2004-09-07
profiterol t1
frau annas weiches herz
"Seid`s ols meine kinda", so liebevoll empfing frau anna "ihre" asylanten und asylantinnen in ihrer pension. Dabei traten tränen in ihre kurzsichtigen augen. Die weitgeöffneten arme wirkten wie zwei schlaffe flügel einer alten krähe. "Mei und so liabe kinda!" stöhnte frau anna mitleidig auf.
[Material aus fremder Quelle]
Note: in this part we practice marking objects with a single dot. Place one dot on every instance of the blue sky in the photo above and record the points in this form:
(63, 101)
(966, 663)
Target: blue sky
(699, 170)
Ihr selbst blieben kinder versagt. Mit dem alten aber rüstigen Vater betrieb sie seit dem tod ihrer mutter, deren pflege sie in ihrer jugend übernehmen musste, bevor diese einem schlimmen krebsleiden erlag, glücklos, eine triste Pension ohne stern. Viele hielten frau anna für die ehefrau des gastwirtes. Frau anna musste diese für sie demütigende bemerkung oft erdulden. Das betreiberpaar dieser herberge schien tatsächlich dem bilderbuch einer landehe entstiegen zu sein. So zuckte frau anna nur mehr unmerklich zusammen, wenn sie als ehefrau ihres vaters angesprochen wurde.
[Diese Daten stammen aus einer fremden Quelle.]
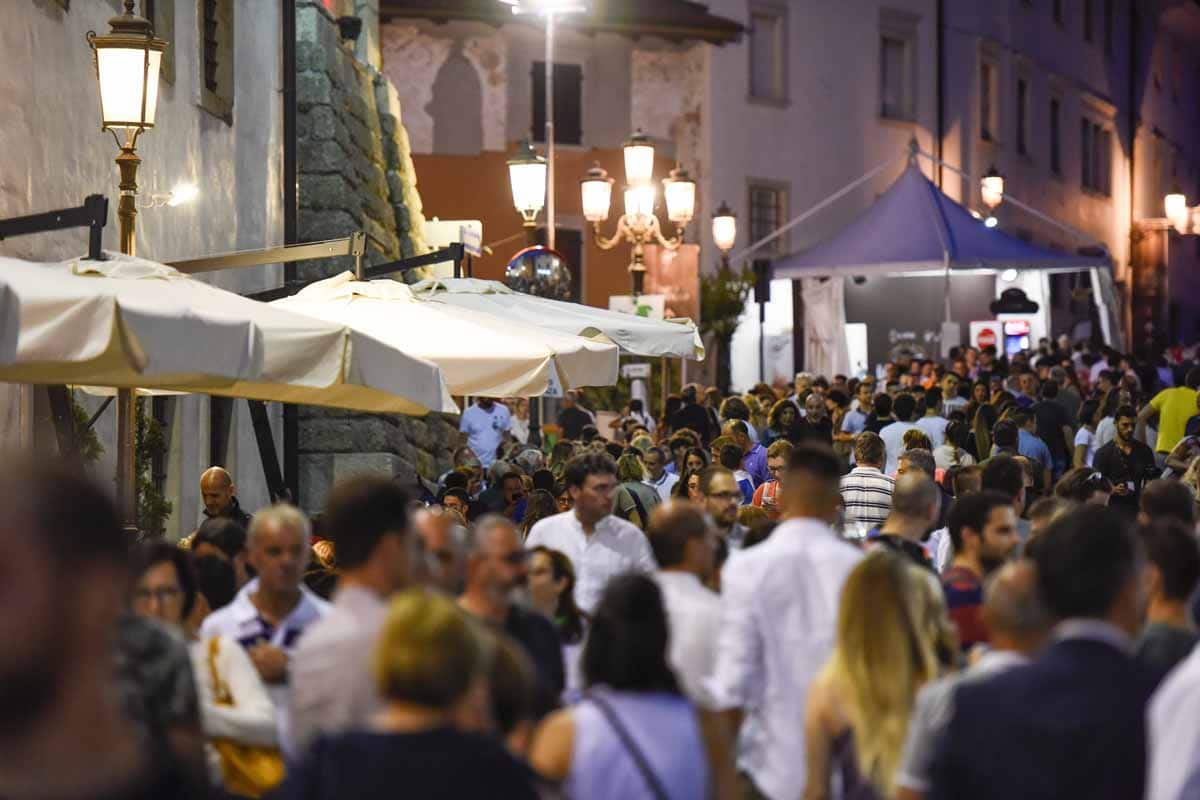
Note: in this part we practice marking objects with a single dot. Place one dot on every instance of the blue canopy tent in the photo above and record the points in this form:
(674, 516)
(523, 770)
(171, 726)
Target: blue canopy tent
(913, 227)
Frau anna war schwere arbeit gewohnt. Sie kannte kaum ein vergnügen. Die rauhe stimme ließ ahnen, daß übermäßiger nikotin-und alkoholgenuss ihr das
leben erträglicher machten. Ihre harte rauhe stimme stieß sie, durch die zum schmollmund aufgeworfenen lippen, mädchenhaft, nach anerkennung heischend, wie ein feldwebel hervor. Ihr unterkiefer ragte angespannt, so als wollte sie die worte, die oft unkontrolliert scharf, ihrem mund entflohen, wieder einsaugen, vor. Frau anna spührte ihr weiches herz für die ungerecht leidenden menschen tatsächlich wild pochen, doch jagten extrasystolische schläge ihren puls nach oben, wenn diese erhobenen hauptes, mit klarem blick, ihre wohlgemeinten angebote abschlugen.
Solch schieren undank konnte sie nur mit gottgefälligem zorn begegenen.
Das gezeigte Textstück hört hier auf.